My friends at Hot Takes, an Amsterdam-based community that hosts events on contemporary sexuality and relationships, told me about Crossbreed – a London-based party that promises to “welcome queerness, individuality, kink, sex positivity, love and kindness”. Like every other close-contact business shuttered by the pandemic, Crossbreed has gone virtual. My insatiable curiosity for new experiences and need for random social interaction compelled me to buy a ticket. 

The Zoom waiting screen clears. Dance music pours out of my speakers. I’m in. 

“This is the most varied display of humanity I’ve seen in months”

My laptop screen fills with tiny windows revealing people in all shapes, sizes, configurations, and manner of dress and undress. Scrolling through the gallery, I count 72 screens in total. The full screen view changes as the hosts flick through the screens, spotlighting each attendee for a few beats: a masked couple in a hot tub, someone in a gimp suit eating a sandwich, a latex-clad individual chained to a toilet, a rabbit-eared foursome dancing in front of a couch surrounded by houseplants. 

This is the most varied display of humanity I’ve seen in months. Hungry for variety and novelty after the unending sameness of my days, I drink it all in, both delighted and instantly turned on. Switching off your camera is forbidden and will get you kicked out.

I’m relieved that my enthusiasm and skill for chatting up total strangers hasn’t been decimated by months of social isolation. After striking up a brief, pleasant chat with a beautiful curvy woman with a sleek bob, we agree to enter a private chat. I send a request to Crossbreed’s tech support and after securing our mutual consent, he puts us in a Zoom breakaway room, the virtual equivalent of a club darkroom, for 20 minutes. 

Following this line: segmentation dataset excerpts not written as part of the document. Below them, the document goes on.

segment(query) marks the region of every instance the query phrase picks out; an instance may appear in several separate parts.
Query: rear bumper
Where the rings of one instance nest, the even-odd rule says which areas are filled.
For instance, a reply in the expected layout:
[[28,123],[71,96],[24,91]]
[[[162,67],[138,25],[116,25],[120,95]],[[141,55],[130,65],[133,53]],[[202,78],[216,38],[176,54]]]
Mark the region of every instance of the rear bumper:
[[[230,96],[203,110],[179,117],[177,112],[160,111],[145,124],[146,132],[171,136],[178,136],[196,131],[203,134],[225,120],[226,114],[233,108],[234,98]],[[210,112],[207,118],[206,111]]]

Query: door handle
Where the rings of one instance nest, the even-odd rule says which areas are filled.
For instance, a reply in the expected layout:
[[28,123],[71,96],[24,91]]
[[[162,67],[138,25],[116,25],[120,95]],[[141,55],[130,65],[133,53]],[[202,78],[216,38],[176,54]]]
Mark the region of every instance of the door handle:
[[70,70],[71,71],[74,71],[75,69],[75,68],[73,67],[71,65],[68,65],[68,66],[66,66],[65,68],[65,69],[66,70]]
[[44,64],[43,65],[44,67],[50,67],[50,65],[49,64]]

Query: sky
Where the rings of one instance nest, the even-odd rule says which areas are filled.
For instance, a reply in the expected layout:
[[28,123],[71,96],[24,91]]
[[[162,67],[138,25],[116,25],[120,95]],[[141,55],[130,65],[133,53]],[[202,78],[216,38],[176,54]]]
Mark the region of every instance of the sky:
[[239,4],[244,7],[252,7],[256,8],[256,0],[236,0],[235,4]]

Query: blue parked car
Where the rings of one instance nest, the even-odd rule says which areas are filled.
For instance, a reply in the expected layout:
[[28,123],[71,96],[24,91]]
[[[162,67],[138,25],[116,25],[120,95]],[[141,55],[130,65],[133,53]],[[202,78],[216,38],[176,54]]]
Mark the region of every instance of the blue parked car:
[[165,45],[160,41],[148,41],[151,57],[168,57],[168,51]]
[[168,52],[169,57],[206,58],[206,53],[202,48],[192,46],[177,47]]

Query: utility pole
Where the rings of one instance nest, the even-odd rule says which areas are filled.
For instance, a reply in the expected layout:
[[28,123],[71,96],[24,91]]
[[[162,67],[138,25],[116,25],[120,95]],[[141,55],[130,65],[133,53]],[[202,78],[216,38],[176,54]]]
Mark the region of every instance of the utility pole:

“I’m surprised by how naturally it all comes to me: watching and being watched”

Out come the toys; we watch each other play. We have just enough time to blow goodbye kisses before the darkroom kicks us out, both sweaty and panting. Soon I’m back with a string of consenting adults—another woman, then two couples. “People can’t get enough of you tonight,” quips tech support after the third darkroom request. 

I’m surprised by how naturally it all comes to me: watching and being watched, putting on a show and asking for what I want, offering and being satisfied by visual and mental pleasures. How easy, enjoyable, powerful and hot it all feels.  

And how safe. In this pandemic world, with its radically redrawn lines of safety and risk, giving a stranger temporary virtual access to my bedroom — on the conditions of mutual consent and reciprocity, I’ll show you mine if you show me yours — seems less dangerous than hugging a friend. What’s happening in here feels safer than what’s happening out there. 

“To be social and sexual, complex and human — is what it means to be human and fully alive, even in the face of death”

A virtual risk of privacy means little to me when I handed my data over to Facebook and Instagram years ago. The internet is forever, but it has a short memory; a grainy screengrab of my tits tonight will be rendered obsolete by the sheer volume of content the world will churn out tomorrow.

I came to this party to satisfy my curiosity but found so much more. I found freedom from pandemic exhaustion and anxiety by stepping out of my identity as a mother and wife into another self, even just for a few hours. I found a life-affirming energy in fantasy, communion and creativity, all from behind the relative safety of a laptop screen. 

The range of human needs is too vast to be filled only by socially approved pandemic trends such as binge-watching Tiger King and baking banana bread. All the sides of us need spaces where we can feel safe, play, fantasise, dance, discover, and surprise ourselves. Until it’s safe to do so again in real life, we seek and cling to virtual arenas where all sides of us can grow and flourish. To do so — to be social and sexual, complex and human — is what it means to be human and fully alive, even in the face of death.